The People’s Mishkan
וְנָתַתָּ אֶל הָאָרֹן אֵת הָעֵדֻת אֲשֶׁר אֶתֵּן אֵלֶיךָ (שמות כה, טז)AND YOU SHALL PLACE INTO THE ARK THE TESTIMONY, WHICH I WILL GIVE YOU. (SHEMOS 25:16)
The Talmud (Berachos 8b)teaches that the Aron contained both the broken remnants of the first set of Luchos, as well as the complete and unbroken second Luchos.
The first Luchos were given to Moshe immediately after the Revelation at Sinai, before Bnei Yisrael sinned and worshipped the Golden Calf.
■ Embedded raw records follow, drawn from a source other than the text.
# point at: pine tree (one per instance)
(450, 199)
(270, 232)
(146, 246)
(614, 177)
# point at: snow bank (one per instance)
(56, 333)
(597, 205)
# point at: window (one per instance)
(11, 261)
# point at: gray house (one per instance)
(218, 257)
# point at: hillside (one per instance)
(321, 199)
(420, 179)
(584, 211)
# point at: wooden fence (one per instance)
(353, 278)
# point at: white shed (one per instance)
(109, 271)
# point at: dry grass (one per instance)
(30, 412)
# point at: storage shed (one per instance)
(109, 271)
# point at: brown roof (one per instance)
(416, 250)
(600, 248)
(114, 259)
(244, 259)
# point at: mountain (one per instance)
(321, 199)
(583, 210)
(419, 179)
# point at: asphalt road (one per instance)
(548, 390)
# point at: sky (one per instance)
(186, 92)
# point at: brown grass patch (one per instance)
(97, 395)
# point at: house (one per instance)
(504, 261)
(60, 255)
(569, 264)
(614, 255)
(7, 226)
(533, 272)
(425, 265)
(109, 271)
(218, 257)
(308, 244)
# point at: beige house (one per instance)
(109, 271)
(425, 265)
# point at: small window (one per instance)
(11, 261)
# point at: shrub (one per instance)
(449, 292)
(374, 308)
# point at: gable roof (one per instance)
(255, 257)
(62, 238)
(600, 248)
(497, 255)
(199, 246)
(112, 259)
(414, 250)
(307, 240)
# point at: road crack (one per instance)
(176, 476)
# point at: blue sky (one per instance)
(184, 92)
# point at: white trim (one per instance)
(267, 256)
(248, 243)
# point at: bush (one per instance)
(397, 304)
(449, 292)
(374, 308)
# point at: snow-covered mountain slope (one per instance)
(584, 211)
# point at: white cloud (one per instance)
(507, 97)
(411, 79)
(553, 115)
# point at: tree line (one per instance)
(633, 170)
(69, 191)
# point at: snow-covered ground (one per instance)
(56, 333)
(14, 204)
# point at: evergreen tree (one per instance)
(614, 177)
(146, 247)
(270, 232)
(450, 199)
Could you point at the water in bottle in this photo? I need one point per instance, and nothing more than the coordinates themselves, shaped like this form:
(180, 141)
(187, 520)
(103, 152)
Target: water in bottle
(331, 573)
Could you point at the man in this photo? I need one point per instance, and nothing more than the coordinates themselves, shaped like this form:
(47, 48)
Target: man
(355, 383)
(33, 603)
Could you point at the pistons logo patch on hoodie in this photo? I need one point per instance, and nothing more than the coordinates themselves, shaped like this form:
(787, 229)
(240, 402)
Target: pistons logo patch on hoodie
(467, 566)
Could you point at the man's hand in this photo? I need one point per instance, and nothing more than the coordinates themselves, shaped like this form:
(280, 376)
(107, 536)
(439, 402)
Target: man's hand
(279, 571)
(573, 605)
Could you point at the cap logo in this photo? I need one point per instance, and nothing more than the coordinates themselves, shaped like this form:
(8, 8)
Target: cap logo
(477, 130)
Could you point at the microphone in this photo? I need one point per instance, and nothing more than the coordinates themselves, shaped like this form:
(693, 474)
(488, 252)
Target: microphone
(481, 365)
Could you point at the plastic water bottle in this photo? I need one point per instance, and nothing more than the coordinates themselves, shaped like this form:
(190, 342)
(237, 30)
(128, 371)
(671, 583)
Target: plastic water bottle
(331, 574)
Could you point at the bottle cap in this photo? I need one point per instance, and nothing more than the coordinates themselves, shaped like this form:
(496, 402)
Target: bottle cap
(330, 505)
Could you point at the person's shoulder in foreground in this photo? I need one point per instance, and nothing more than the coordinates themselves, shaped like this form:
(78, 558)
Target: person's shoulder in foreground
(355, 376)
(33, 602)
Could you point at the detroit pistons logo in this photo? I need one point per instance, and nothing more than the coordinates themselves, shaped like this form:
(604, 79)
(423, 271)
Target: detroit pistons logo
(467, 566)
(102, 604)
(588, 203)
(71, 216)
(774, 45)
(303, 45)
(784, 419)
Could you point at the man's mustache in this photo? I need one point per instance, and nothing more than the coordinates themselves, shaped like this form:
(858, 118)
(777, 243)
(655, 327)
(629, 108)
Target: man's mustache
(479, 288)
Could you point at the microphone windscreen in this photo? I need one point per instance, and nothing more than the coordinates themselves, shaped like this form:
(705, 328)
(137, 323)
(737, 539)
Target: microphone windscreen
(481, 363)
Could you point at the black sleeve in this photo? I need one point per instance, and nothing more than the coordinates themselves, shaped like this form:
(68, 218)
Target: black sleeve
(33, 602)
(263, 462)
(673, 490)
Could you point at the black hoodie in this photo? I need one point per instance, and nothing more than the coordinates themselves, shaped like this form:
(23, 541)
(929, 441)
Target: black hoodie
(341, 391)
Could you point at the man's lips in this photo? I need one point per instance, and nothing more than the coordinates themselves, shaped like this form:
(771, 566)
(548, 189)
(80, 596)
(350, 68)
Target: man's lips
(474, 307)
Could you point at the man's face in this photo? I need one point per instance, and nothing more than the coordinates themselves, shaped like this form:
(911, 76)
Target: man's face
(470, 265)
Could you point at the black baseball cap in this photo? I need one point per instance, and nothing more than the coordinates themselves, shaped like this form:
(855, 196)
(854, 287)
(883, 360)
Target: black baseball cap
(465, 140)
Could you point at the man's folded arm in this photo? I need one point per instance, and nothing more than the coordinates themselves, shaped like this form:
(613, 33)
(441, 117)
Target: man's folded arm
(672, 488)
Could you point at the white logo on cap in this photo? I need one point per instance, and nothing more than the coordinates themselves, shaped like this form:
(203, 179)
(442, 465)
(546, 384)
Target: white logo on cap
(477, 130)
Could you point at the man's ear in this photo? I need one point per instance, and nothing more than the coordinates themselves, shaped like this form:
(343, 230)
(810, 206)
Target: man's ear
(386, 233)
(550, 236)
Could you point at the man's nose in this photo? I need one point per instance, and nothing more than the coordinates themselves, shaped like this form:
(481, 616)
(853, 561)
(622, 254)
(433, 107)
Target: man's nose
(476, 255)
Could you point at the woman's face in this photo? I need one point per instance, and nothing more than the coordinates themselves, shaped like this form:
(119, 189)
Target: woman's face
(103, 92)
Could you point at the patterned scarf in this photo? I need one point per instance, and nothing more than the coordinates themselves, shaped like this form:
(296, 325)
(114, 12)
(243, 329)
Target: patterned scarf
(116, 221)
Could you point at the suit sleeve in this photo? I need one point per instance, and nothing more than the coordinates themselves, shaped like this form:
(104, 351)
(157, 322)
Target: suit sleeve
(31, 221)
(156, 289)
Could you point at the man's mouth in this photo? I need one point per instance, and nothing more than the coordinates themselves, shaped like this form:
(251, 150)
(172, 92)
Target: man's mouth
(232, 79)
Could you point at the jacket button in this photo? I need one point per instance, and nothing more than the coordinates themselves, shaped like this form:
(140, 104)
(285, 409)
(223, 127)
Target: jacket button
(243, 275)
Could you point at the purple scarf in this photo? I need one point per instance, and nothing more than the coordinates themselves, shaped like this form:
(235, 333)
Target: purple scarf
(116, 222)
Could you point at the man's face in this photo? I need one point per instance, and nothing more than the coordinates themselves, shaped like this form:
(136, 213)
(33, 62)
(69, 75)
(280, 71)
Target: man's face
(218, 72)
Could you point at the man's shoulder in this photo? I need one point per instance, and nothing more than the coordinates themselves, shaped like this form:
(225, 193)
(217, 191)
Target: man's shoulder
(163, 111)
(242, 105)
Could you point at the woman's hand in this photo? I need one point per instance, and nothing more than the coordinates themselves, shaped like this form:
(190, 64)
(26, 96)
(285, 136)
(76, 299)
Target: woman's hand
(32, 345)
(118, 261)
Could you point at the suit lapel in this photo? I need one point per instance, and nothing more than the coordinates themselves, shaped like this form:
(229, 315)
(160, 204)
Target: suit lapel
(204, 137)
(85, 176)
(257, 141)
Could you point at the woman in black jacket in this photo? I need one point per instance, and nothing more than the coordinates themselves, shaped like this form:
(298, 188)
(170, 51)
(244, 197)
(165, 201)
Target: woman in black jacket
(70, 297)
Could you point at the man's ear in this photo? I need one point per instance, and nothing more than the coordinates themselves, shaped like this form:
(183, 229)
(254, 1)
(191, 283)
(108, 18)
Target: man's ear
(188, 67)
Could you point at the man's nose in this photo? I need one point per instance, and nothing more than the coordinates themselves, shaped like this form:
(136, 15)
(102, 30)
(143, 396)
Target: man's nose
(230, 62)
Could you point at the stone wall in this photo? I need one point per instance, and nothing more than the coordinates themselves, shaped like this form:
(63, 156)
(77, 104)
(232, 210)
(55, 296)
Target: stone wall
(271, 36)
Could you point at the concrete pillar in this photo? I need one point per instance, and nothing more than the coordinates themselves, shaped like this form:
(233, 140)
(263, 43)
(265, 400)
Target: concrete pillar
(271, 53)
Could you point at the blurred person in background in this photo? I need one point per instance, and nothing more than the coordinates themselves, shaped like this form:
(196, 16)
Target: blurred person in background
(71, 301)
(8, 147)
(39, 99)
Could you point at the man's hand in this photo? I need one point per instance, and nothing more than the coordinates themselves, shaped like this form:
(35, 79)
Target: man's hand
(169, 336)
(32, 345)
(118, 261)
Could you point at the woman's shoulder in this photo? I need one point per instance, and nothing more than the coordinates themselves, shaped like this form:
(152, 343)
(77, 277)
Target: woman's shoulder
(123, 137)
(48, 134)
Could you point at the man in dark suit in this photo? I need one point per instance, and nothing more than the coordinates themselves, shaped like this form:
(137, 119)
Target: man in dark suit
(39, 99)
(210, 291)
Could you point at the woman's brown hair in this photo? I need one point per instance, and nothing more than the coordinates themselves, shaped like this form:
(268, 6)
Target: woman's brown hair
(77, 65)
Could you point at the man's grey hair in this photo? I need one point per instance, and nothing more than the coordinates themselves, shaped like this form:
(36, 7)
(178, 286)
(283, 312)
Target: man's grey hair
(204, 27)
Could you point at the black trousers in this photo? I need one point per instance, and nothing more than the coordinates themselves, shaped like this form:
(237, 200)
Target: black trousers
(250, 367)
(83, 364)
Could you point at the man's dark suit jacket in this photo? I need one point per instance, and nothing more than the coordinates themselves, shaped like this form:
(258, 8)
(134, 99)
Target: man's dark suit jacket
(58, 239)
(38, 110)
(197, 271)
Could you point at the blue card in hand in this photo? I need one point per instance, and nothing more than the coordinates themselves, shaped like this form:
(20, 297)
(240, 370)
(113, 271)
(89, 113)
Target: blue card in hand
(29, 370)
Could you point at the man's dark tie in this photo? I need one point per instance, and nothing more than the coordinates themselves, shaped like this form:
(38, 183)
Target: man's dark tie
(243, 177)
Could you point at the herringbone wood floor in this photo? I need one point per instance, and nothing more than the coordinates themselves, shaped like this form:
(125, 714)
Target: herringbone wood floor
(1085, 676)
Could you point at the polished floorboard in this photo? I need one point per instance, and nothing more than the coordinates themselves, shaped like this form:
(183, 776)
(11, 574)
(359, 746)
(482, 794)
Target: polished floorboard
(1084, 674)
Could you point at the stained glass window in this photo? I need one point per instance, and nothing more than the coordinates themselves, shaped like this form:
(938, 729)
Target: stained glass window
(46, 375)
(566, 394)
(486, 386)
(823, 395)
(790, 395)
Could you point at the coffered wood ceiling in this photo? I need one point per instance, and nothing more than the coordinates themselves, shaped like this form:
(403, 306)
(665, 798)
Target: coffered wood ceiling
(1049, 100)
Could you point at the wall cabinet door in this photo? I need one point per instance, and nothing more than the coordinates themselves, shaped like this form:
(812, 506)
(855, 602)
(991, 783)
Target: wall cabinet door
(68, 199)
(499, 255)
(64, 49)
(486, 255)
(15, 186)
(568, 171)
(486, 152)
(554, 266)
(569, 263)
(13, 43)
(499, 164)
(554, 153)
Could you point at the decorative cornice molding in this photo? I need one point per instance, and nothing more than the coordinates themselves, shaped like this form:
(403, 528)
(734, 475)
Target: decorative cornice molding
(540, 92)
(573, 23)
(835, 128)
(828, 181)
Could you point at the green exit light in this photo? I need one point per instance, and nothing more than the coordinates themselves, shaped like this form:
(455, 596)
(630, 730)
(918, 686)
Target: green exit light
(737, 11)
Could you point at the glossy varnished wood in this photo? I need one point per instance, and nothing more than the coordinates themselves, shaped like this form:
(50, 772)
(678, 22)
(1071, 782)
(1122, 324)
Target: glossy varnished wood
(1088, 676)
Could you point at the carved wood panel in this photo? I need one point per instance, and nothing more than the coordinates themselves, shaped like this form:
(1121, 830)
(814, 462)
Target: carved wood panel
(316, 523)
At that point, they were spiritually perfect, (see Talmud, Shabbos 146a: “At the Giving of the Torah, their filth departed”), thus the remnants of the first Luchos represent the tzaddik—the Jewin his most perfect and elevated state.
The second set of Luchos were given to Moshe on Yom Kippur after G-d pardoned Bnei Yisrael for the sin of the Golden Calf. These Luchos represent the baal teshuva—a person who may have strayed from the Torah’s ways in the past but has since repented.
Both the tzaddik and baal teshuvah were thus represented in the Aron, by the first and second Luchos, respectively. There is, however, a third possible state in which a Jew may find himself: having transgressed the Torah but not yet made amends. The first Luchos, the Luchos of flawlessness, no longer represent him. The secondLuchos, the Luchos of repentance, do not yet represent him either. But this Jew, too, is represented in the Aron—bythe broken state of the first Luchos.
By representing all three categories of Jews in the Aron, the Torah highlights that the commandment to build a Mishkan—and likewise, the eternal lesson we learn from this mitzvah—applies to every Jew equally. Regardless of your current spiritual state, whether perfect or far from it, you must endeavor to elevate your material life to serve exclusively as a home for G-d.